One strict code of silence that criminals and young street kids often abide by is that no one should snitch. In this case, snitching is about informing on another person, and is this is a code of silence that is an unsaid agreement between criminals and gang members. Ratting out a fellow member or another criminal is looked down upon; it is essentially creating a culture of preventing the law of the land, the judicial system, from being applied to a particular group of people or gang members and criminals, making them their judge, jury, and executioner at the same time.
The moral implication behind not snitching
All human beings are in the pursuit of justice, whether personal, professional or otherwise. Snitching or ratting on someone violates the strong bonds formed with another person; they have enough personal or professional information on the other person to be able to get them into trouble or incarcerated, in extreme cases. This is a prominent value that is most pertinent, however not exclusive to, the criminal circles.
Snitching is believed to be a fundamental and rudimentary error, following a flawed thinking pattern; as this is most prevalent in criminal circles, financial and societal circumstances can be partly to blame for the mentality. The code of silence can apply to, but not restricted to, lower socioeconomic groups of the society; the code of silence is often relative to the loss of position in the peer group, dissociation with the peer group, and consideration by peers as a social outcast, without the sense of belonging. Hence, the cultural virtue and value of not blowing the whistle become a moral imperative in this case.
Ratting on others is often related to the feeling of culturally seated disgust; snitches arouse feelings of disgust, leading to contempt and in many extreme cases, ostracization from their closest people. As people who snitch or rat on their associates and close friends have very little credibility, due to untrustworthy behavior, snitches often find themselves alone and without many friends, family, and associates.
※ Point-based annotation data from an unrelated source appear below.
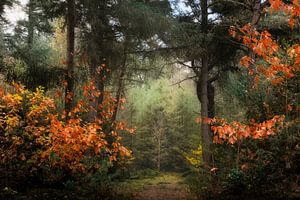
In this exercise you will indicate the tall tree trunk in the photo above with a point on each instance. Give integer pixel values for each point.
(206, 137)
(69, 75)
(30, 35)
(211, 99)
(159, 151)
(120, 85)
(96, 60)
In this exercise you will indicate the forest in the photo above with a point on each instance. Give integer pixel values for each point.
(149, 99)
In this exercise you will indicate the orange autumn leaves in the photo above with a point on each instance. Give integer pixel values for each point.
(272, 60)
(225, 132)
(32, 129)
(236, 131)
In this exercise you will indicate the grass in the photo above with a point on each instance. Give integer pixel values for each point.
(160, 179)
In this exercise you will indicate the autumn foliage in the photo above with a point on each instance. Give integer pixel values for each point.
(33, 131)
(269, 60)
(279, 62)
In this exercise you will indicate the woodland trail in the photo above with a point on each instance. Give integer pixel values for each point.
(164, 192)
(165, 187)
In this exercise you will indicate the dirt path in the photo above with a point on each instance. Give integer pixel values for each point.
(165, 187)
(169, 191)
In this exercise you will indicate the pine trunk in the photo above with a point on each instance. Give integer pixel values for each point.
(69, 76)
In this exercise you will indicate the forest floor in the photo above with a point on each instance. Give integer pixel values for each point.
(166, 186)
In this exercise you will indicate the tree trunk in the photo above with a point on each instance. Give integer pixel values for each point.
(206, 137)
(30, 24)
(69, 76)
(120, 86)
(158, 151)
(211, 99)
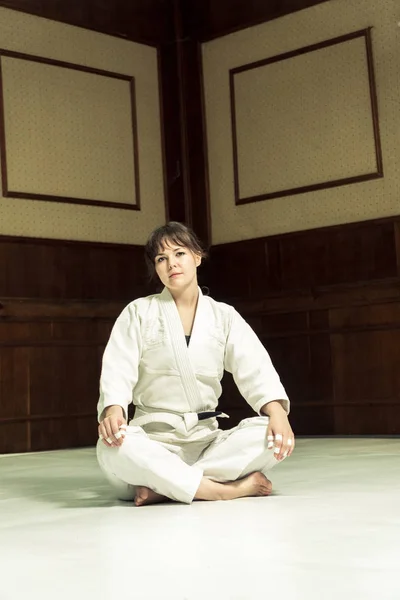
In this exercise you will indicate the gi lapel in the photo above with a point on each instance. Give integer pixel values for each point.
(179, 346)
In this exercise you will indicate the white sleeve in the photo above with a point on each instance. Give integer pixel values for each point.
(119, 373)
(251, 367)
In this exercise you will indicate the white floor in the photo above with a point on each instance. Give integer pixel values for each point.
(332, 530)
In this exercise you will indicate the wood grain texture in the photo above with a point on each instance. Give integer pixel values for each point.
(326, 305)
(58, 303)
(143, 21)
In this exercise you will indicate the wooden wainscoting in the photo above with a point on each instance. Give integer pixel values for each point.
(58, 302)
(326, 304)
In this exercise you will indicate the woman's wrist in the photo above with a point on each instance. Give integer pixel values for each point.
(273, 407)
(114, 409)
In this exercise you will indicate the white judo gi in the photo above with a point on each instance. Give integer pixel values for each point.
(147, 361)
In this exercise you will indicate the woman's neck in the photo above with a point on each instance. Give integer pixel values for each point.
(186, 298)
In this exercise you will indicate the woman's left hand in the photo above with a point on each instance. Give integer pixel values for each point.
(279, 433)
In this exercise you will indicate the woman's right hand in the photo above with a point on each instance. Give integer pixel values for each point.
(113, 427)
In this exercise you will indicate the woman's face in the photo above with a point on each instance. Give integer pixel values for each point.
(176, 266)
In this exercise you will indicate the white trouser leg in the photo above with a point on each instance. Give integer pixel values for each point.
(141, 461)
(238, 452)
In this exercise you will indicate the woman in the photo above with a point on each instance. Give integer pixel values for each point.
(167, 353)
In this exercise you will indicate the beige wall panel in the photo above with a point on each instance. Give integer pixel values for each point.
(68, 132)
(85, 149)
(349, 203)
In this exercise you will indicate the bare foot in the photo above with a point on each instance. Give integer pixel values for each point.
(255, 484)
(147, 496)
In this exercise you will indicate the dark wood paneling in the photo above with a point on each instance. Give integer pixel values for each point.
(210, 19)
(50, 360)
(142, 21)
(329, 317)
(59, 269)
(304, 261)
(58, 302)
(183, 124)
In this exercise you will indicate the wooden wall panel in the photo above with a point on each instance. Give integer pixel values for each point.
(209, 19)
(58, 302)
(60, 269)
(327, 308)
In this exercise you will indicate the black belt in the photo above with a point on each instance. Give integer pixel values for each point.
(209, 414)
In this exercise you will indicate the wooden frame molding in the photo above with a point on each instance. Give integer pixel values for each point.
(47, 197)
(364, 33)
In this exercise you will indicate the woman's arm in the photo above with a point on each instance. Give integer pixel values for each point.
(120, 365)
(252, 369)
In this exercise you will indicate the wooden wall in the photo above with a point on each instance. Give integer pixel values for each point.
(144, 21)
(326, 304)
(58, 302)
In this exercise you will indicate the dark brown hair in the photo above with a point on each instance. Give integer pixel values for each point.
(175, 233)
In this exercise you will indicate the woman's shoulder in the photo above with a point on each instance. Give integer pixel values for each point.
(220, 307)
(139, 305)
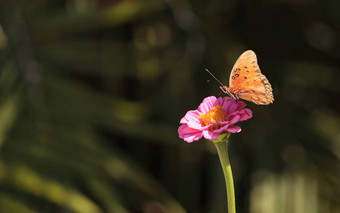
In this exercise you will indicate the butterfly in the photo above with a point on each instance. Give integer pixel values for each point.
(247, 82)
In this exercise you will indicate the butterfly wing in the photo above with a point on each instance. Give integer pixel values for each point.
(247, 81)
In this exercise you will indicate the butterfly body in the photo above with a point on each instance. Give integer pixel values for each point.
(247, 82)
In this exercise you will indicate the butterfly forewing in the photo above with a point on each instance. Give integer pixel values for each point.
(247, 82)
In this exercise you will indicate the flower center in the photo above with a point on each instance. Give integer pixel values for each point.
(214, 116)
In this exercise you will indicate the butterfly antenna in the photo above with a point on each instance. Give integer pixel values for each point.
(214, 77)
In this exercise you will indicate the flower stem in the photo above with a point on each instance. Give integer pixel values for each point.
(222, 149)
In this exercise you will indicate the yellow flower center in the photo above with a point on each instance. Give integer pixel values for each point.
(214, 116)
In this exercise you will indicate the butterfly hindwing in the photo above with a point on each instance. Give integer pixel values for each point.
(247, 81)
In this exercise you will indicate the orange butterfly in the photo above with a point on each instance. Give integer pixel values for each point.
(247, 82)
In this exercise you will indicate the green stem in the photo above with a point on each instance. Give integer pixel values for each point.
(222, 149)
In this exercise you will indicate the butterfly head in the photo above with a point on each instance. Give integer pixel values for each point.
(227, 90)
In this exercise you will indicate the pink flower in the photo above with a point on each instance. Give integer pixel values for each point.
(213, 117)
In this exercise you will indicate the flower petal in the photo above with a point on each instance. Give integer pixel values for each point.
(245, 114)
(192, 116)
(234, 119)
(188, 134)
(210, 135)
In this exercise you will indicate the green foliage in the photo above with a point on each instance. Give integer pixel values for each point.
(91, 94)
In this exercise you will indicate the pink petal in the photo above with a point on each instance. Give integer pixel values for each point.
(190, 116)
(230, 105)
(210, 135)
(223, 128)
(234, 119)
(207, 104)
(188, 134)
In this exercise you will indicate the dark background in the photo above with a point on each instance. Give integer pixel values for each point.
(92, 91)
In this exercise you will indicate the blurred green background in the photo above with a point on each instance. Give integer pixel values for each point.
(92, 91)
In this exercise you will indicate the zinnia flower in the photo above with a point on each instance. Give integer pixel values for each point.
(213, 117)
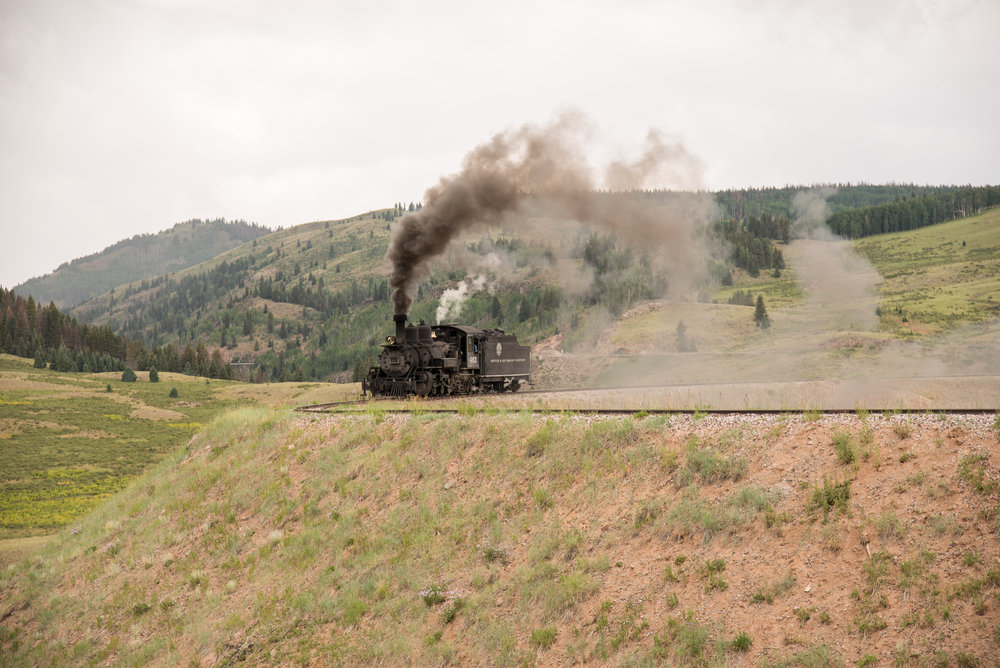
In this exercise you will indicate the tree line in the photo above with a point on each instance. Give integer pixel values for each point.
(914, 212)
(59, 341)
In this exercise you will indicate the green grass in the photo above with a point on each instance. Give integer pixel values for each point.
(938, 277)
(371, 539)
(68, 444)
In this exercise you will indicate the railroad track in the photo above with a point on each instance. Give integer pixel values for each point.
(450, 405)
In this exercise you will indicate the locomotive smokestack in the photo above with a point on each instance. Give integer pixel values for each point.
(400, 321)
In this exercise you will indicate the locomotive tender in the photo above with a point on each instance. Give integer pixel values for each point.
(448, 359)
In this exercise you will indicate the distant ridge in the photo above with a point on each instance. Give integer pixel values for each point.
(142, 256)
While many argue that snitching is based purely on self-interest, the ingrained, disgust and contempt overpowers the rationality of being one. In cases when a person has snitched or ratted on a group of some types of underhanded activity, it may have been done to avoid pain rather than for any sort of gain. It is also done frequently to vary the snitches’ relationship with the person or body of authority for some kind of gain.
To refrain from snitching is an unsaid code of ethics for street criminals; any person snitching can expect retaliation and a start of a vicious cycle of retribution that may or may involve themselves and their families and loved ones. To snitch means breaking a moral imperative, and many choose integrity and honor over ratting out deserving, as well as, under-serving people alike.